Watched Oprah yesterday (why is that coloured with faint shamefacedness as though watching her is a secret but somewhat depraved pleasure?). Anyway on it she had a woman touting a book called Women Food and God. Yeah, interesting, I thought. I'm not obese but I'd like to shed a few kilos (as I suppose 98% of women would). Anyway, the book was not about diet. It was about why women turn to food when they aren't hungry in the first place. Bingo! Because they are searching for that something, that sense of wonder, that sense of something more which if they can just eat enough they might feel. Although I do have a problem with food (barely controlled...there's a 300lb woman inside me screaming to get out) I could relate that directly to my problem with Spider Solitaire. Oh, how trivial, how trite, how totally uninteresting I hear my ever present critic say. Who the hell would waste good blog space on a minute matter such as a Solitaire addiction.
Well, me.
It's serious to me. Who knows what other hidden addictions people contend with. There are the biggies; alcohol, drugs, food, gambling - but couldn't obsessive compulsives be tarred with the same brush. Playing SS for an hour or more, wasting time, could be seen as an addiction. Hell, it IS an addiction. So why devote so much time to this foolish game? Because, as for food, drug and gambling addicts, it NUMBS me. I don't have to think. Some part of my brain is totally absorbed with the game allowing another part (the real part?) to participate as an observer and to therefore not to have to reflect? I don't know. Perhaps it prevents me from thinking of how I do not treasure this life, this Breath, as it should be treasured. I waste time. I lose time...and time is running out. I'll be 55 in a few months. How much longer do I think I have? Yet I waste time by playing the mind-emotion numbing SS?
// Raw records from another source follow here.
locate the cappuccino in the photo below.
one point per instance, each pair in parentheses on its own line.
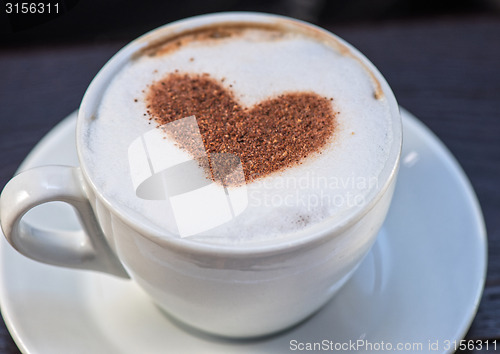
(300,123)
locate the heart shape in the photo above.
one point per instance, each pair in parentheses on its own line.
(273,135)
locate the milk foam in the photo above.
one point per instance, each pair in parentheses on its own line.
(255,66)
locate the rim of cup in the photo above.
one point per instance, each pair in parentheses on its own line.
(318,232)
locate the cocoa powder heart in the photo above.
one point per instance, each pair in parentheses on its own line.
(272,135)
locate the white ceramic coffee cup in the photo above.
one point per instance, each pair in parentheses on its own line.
(228,291)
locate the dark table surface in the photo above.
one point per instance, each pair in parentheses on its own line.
(445,70)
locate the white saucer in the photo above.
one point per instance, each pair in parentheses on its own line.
(421,283)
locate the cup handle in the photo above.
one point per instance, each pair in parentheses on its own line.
(82,250)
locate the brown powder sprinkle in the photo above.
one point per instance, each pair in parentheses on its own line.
(273,135)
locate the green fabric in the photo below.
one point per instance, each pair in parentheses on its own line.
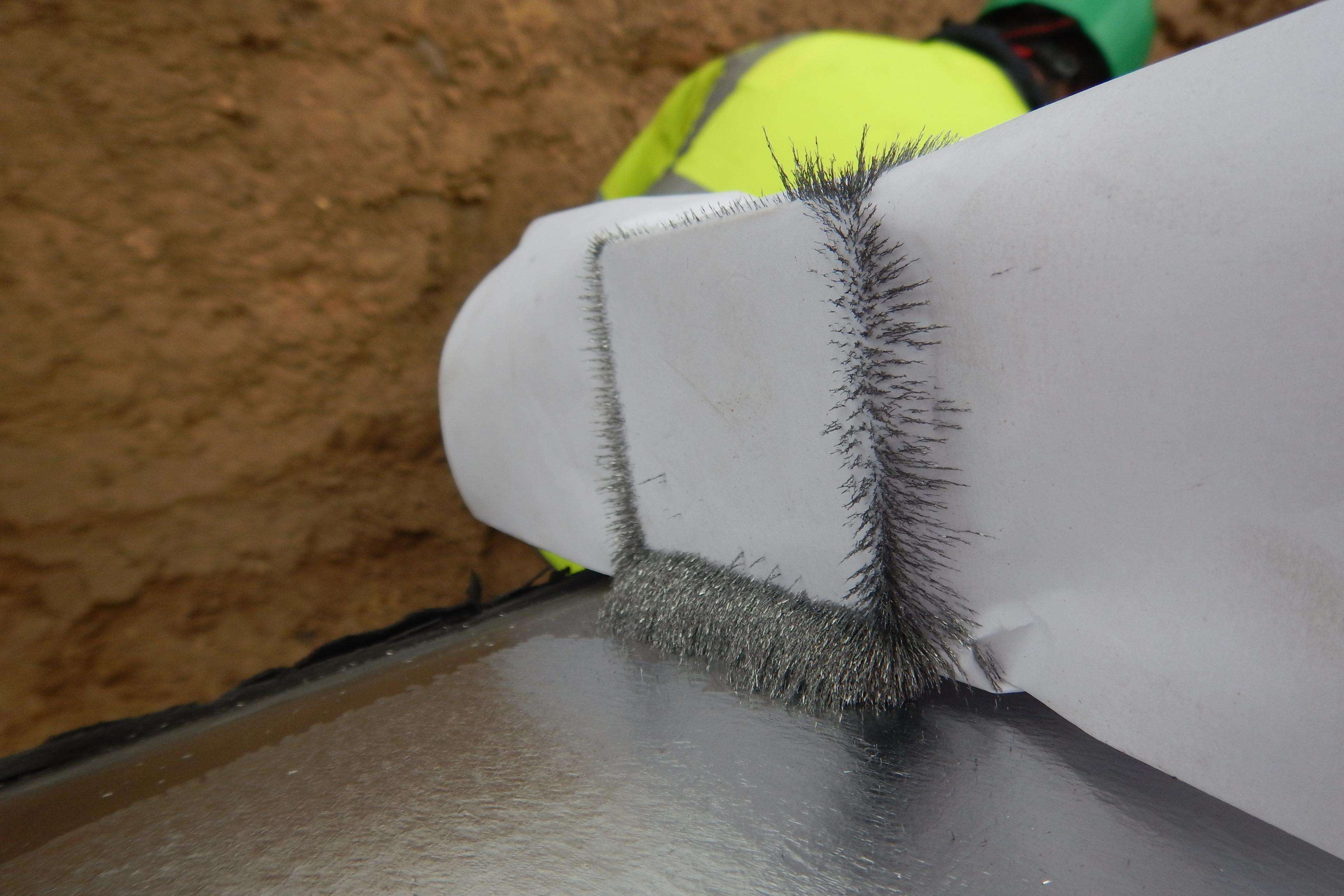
(560,564)
(817,93)
(656,147)
(1123,30)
So that was a good revelation - and because of it (thank you Oprah and Geneen whatever your name was) I avoided playing SS yesterday and have had only one game today (while waiting for the screen to load). Perhaps it won't cure me of it but at least I'll have this small voice in my head asking, what are you avoiding? Or, more to the point, what am I missing? Geneen likened this addiction to food to the persons search for something that would 'fill' them; that sense of wonder, that sense of the divine. Perhaps, as she and Oprah said, the 'problem' is an invitation to search for that which is real, which has meaning, the Divine, the Soul.
On to more mundane matters. Jack the Lad, or the Earl of Jack, came out of his aviary for only the second time yesterday (and the third today). He wants to attack R, which is how we tempted him out yesterday. Today he knew what it was about and was waiting at the door. At first he concentrated on attacking R's feet. Gave R a rake to hold in front as a shield. When he got bored with that he started to explore a little. Algernon was present in the poinciana tree but didn't show much interest. When it was time to return Jack to the aviary he stepped onto the branch without too much trouble.
It's difficult as at the same time as Jack is out we're trying to keep an eye on five galahs who are very adept in spreading out in as many directions.
Took Marvin for a walk with us when we checked and repaired fence in a paddock the horses were moved into today. He was very brave, very good. I think he enjoys these little excursions - about as much as he enjoys being returned to his aviary at the end. It's a big adventure for such a little bird.
Targeting with Dimitri continues to go well. Sat in a different spot on the verandah which put him off a bit but he came around in the end. One day he'll run to the target without hesitation.